Medical Visual Question Answering (MVQA) systems can interpret medical images in response to natural language queries. However, linguistic variability in question phrasing often undermines the consistency of these systems. To address this challenge, we propose a Semantically Equivalent Question Augmentation (SEQA) framework, which leverages large language models (LLMs) to generate diverse yet semantically equivalent rephrasings of questions. Specifically, this approach enriches linguistic diversity while preserving semantic meaning. We further introduce an evaluation metric, Total Agreement Rate with Semantically Equivalent Input and Correct Answer (TAR-SC), which assesses a model's capability to generate consistent and correct responses to semantically equivalent linguistic variations. In addition, we also propose three other diversity metrics - average number of QA items per image (ANQI), average number of questions per image with the same answer (ANQA), and average number of open-ended questions per image with the same semantics (ANQS). Using the SEQA framework, we augmented the benchmarked MVQA public datasets of SLAKE, VQA-RAD, and PathVQA. As a result, all three datasets achieved significant improvements by incorporating more semantically equivalent questions: ANQI increased by an average of 86.1, ANQA by 85.1, and ANQS by 46. Subsequent experiments evaluate three MVQA models (M2I2, MUMC, and BiomedGPT) under both zero-shot and fine-tuning settings on the enhanced datasets.

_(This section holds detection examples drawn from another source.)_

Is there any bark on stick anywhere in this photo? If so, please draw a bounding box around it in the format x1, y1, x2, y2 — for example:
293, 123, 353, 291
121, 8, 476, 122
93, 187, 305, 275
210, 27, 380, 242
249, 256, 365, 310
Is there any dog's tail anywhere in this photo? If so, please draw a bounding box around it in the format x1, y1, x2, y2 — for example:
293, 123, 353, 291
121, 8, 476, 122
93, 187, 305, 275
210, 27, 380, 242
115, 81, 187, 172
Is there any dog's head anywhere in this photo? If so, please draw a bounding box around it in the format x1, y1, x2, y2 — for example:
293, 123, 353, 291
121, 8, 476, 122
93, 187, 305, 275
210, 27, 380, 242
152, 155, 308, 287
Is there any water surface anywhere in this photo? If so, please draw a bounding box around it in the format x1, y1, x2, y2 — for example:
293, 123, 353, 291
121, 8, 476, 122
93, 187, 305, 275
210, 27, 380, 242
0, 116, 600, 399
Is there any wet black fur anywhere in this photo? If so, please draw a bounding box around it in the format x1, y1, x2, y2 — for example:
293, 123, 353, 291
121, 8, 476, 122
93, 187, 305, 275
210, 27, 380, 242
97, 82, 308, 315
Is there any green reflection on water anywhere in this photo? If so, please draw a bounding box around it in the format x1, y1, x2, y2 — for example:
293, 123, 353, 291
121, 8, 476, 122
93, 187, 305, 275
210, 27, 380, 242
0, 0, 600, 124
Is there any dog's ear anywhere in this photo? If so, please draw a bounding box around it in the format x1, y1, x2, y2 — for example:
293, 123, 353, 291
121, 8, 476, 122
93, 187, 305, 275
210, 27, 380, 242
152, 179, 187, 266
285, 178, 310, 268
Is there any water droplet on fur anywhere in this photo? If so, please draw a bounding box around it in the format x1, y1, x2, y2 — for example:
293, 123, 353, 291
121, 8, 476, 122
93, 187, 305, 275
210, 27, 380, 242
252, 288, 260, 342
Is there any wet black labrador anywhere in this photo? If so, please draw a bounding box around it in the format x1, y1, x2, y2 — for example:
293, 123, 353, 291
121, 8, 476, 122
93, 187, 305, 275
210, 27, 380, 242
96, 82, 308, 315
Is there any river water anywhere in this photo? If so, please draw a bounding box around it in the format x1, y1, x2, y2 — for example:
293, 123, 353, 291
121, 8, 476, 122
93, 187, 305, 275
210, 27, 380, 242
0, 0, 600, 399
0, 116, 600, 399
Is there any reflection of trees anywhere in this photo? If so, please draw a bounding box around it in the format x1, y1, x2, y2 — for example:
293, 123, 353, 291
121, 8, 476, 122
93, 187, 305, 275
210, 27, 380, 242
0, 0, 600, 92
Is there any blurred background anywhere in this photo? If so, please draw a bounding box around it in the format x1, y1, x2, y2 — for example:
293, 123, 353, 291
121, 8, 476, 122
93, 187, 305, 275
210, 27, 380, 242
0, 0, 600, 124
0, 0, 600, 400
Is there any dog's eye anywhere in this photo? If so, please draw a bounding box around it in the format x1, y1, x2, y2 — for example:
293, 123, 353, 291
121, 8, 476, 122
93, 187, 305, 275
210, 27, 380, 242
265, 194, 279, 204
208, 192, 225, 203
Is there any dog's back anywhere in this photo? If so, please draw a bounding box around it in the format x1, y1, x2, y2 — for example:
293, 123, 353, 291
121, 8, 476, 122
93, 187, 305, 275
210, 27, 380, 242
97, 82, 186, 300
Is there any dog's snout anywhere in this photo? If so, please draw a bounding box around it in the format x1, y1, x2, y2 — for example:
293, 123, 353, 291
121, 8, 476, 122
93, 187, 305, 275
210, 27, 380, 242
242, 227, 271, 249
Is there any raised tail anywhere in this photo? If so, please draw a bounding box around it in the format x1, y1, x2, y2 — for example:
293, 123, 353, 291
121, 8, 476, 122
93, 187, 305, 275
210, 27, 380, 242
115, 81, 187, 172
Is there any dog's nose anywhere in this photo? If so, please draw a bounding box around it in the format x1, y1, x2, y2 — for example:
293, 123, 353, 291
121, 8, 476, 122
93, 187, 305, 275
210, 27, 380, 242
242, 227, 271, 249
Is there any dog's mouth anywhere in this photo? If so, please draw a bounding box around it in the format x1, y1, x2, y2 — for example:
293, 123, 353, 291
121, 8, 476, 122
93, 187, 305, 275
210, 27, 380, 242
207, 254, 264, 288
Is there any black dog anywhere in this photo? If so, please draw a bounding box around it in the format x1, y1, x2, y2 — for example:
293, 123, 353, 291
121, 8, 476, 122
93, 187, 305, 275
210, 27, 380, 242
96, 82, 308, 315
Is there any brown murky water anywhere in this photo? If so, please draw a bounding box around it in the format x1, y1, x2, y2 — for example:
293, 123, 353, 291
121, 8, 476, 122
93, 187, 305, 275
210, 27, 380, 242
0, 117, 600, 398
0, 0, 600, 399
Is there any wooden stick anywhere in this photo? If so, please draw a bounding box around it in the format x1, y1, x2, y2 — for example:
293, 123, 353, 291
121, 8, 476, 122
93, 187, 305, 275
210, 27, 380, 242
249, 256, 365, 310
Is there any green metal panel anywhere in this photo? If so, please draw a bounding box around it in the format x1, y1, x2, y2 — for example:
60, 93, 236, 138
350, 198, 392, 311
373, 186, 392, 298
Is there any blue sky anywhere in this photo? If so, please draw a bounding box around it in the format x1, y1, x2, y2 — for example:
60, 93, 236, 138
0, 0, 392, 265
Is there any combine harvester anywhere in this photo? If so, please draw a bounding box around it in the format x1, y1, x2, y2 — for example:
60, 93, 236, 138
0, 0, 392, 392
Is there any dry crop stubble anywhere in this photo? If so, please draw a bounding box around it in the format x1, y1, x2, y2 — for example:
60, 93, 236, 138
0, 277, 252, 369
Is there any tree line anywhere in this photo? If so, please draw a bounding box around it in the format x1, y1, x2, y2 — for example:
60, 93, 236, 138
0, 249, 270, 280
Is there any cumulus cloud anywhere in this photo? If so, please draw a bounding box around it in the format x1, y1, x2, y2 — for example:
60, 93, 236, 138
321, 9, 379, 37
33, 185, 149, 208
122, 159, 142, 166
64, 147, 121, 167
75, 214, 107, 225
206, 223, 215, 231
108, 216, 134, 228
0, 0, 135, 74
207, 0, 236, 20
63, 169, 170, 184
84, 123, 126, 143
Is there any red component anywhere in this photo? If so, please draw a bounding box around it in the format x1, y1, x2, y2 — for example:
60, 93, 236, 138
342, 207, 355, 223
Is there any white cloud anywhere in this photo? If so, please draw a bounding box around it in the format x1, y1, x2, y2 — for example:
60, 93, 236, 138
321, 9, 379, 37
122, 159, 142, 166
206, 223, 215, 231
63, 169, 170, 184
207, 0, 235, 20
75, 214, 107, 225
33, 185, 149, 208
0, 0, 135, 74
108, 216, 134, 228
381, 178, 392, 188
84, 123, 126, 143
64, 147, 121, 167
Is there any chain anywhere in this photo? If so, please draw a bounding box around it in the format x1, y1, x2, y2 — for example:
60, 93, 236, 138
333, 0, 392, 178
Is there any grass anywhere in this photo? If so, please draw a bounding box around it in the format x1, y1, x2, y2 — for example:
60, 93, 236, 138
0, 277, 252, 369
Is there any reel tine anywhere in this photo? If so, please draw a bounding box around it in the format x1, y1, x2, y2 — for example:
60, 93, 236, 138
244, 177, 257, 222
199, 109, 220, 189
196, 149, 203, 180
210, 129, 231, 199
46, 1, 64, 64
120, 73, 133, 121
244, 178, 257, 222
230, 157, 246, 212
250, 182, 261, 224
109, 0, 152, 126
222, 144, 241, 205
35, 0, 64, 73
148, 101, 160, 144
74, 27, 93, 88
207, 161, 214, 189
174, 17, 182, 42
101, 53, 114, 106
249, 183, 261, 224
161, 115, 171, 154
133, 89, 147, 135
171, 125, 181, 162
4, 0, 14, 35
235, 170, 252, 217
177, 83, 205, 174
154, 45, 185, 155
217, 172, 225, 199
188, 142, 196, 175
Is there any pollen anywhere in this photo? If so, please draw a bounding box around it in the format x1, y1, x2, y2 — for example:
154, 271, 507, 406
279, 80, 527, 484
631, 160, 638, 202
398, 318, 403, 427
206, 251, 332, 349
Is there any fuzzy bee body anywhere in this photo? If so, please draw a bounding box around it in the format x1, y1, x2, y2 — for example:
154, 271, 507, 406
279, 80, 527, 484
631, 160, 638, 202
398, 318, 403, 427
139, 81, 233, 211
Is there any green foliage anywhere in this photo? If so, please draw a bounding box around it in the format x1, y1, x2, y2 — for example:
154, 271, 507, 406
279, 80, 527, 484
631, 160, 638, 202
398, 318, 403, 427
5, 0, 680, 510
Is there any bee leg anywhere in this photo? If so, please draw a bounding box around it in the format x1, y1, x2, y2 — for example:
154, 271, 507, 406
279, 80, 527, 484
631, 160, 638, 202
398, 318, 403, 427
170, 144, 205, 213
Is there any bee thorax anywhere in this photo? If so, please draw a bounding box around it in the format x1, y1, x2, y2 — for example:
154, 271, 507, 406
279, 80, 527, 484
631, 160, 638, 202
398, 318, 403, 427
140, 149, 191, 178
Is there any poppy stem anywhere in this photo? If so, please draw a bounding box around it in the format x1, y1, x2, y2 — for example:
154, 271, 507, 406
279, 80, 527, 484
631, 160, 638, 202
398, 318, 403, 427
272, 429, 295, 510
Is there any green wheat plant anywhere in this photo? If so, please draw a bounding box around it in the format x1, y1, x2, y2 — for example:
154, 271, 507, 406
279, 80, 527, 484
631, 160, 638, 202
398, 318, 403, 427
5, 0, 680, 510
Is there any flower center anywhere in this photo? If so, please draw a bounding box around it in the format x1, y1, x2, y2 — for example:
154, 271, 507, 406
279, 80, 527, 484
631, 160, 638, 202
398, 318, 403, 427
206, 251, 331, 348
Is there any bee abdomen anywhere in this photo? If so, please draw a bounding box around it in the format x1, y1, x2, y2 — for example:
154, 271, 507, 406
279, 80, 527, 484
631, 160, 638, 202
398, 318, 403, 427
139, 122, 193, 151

Experimental results in MVQA datasets show that fine-tuned models achieve an average accuracy improvement of 19.35%, while our proposed TAR-SC metric shows an average improvement of 11. 61%, indicating a substantial enhancement in model consistency.

Paper Structure

This paper contains 22 sections, 5 equations, 4 figures, 2 tables.

Figures (4)

  • Figure 1: Overview of our proposed Semantically Equivalent Question Augmentation (SEQA) framework. Original question and image are used as an input into an LLM, such as Gemini or GPT-4, to generate linguistically diversified questions. These augmented questions, along with the image, are then fed into a vision-language model (VLM). If the model consistently provides the same answer for all the augmented questions, it is deemed as a consistent model.
  • Figure 2: Examples of different modalities (columns) in MVQA. The first row is the modality type, followed by the question and the list of the generated questions that have the same semantic meaning but with linguistic diversity with variations in syntax, structure, or phrasing.
  • Figure 3: Example of Semantically Equivalent Questions and Model Responses. "Original QA" refers to the original question and ground truth in the SLAKE dataset. "Variant Questions" are rephrased versions of the original question, designed to be semantically equivalent. The answers provided are generated by the MUMC model.
  • Figure 4: Distribution of Original Questions by Answer Consistency Levels. The x-axis represents answer consistency levels (the number of variation questions that provided the same answer), while the y-axis shows the number of original questions corresponding to each level.